Outre l’abandon des mesures contestées, pour l’UFAP UNSa Justice, il appartient au nouveau gouvernement de rétablir la confiance et d’ouvrir les chantiers indispensables relatifs à l’attractivité de la fonction publique, et à la fidélisation des agents (rémunérations, parcours de carrière et conditions de travail…) La seule méthode qui doit prévaloir est celle du dialogue social et notamment celle de la négociation collective.
L’UFAP UNSa Justice demande aux parlementaires et au nouveau gouvernement de construire une Loi de Finances pour 2025 prévoyant des moyens :
• à la hauteur des missions du service public pénitentiaire
• permettant des créations d’emplois, le comblement des emplois vacants et l’ouverture d’un plan de titularisation et de résorption de l’emploi contractuel
• des mesures salariales générales, bénéficiant à l’ensemble des agents, titulaires et contractuels
• la refonte des grilles indiciaires
• le renforcement des politiques d’égalité salariale et professionnelle entre les femmes et les hommes…
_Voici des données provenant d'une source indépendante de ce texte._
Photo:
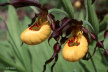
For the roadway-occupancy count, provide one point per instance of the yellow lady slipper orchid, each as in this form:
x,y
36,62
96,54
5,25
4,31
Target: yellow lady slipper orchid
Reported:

L’UFAP UNSa Justice continue de porter les revendications exprimées massivement lors de cette journée. La mobilisation engagée ce jeudi 5 décembre est un avertissement qui doit être entendu !
L’UFAP UNSa Justice reste mobilisée et prête à riposter une nouvelle fois, si les mesures visant le bashing anti-fonctionnaires étaient maintenues dans un futur projet de Loi de finances. A bon entendeur !
L’UFAP UNSa Justice ne pouvait terminer cette déclaration sans évoquer la situation de Mayotte qui a été ravagée samedi dernier par le cyclone Chido. Bien que le centre pénitentiaire de Majicavo ait résisté à ce dernier, il a quand même subi un certain nombre de dégâts : clôture extérieure, concertina, filets antiprojections, toiture du Mess ont été détruits ou fortement endommagés et les locaux administratifs et quelques cellules ont subi un dégât des eaux. Au-delà de l’aspect matériel, nous avons une pensée pour tous nos collègues, leurs familles ainsi que les civils qui vivent actuellement une situation dramatique entre destructions de leurs habitats, manque de vivres et le recensement des victimes et des morts encore en cours… Espérons que les renforts envoyés sur place seront suffisants pour prêter main forte à nos collègues.